Figure 5. Univariable meta-regression analysis for the sensitivity and specificity of DWI for differentiating between primary central nervous system lymphoma (PCNSL) and high-grade glioma (HGG).
For subgroup analysis (Table 3), the results of studies with a pooled literature whose sample size is less than 50 have a high sensitivity of 0.93 (95% CI: 0.86–0.99) and a specificity of 0.89 (95% CI: 0.83–0.95). Results from pooled studies conducted with Chinese language literature revealed that a high sensitivity of 0.88 (95% CI: 0.80–0.97) and a specificity of 0.92 (95% CI: 0.87–0.97) was achieved. Low sensitivity of 0.78 (95% CI: 0.70–0.85) was achieved in cases where ADC ratios were not used as the cut-off values. When ADCmin was not used as the cut-off value, high sensitivity of 0.83 (95% CI: 0.77–0.89) and low specificity of 0.87 (95% CI: 0.84–0.90) was achieved. In cases where ADCmean was not used as the cut-off value, high sensitivity of 0.83 (95% CI: 0.76–0.90) and low specificity of 0.86 (95% CI: 0.83–0.89) were achieved. When ROI placement reflected a solid tumor, a low sensitivity of 0.79 (95% CI: 0.68–0.90) was achieved.

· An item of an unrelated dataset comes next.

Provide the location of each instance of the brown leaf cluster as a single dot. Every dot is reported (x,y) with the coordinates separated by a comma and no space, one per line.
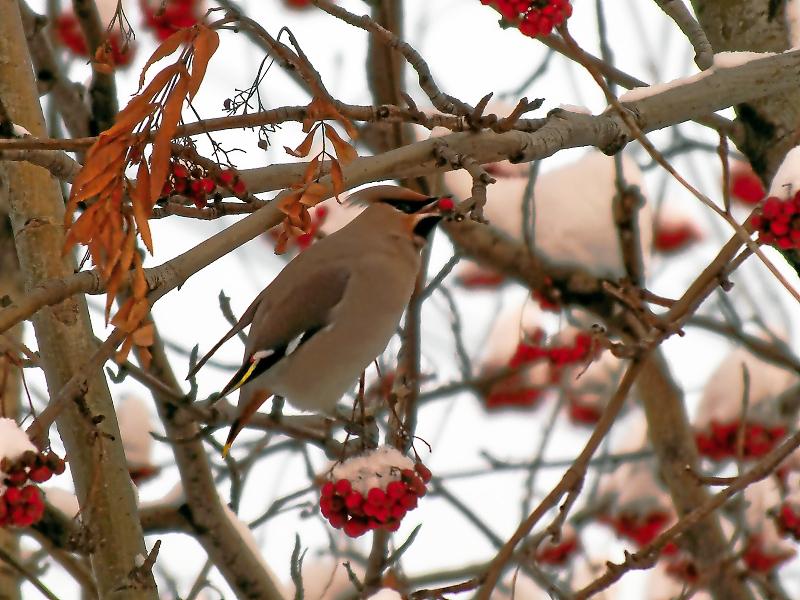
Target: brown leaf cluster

Sensitivity Analysis and Publication Bias
Results from sensitivity analysis revealed that the goodness of fit and bivariate normality tests should be conducted using the bivariate mixed effect model for the meta-analysis (Figure 6). Four influential outliers were identified. No other outliers could be identified by conducting outlier detection tests. The four abnormal studies were excluded, and significant changes in sensitivity (0.83 vs. 0.82), specificity (0.85 vs. 0.87), PLR (5.65 vs. 6.49), NLR (0.20 vs. 0.21), AUC (0.86 vs. 0.90) and DOR (27.72 vs. 31.31) were not observed. This indicated that the combined results were relatively stable. Deek's test was performed to assess the publication bias (Figure 7). The number of studies on both sides of the dividing line was roughly equal and symmetrical (p = 0.09), indicating the absence of publication bias. Besides, the funnel plot was shown in Supplementary Figure 1.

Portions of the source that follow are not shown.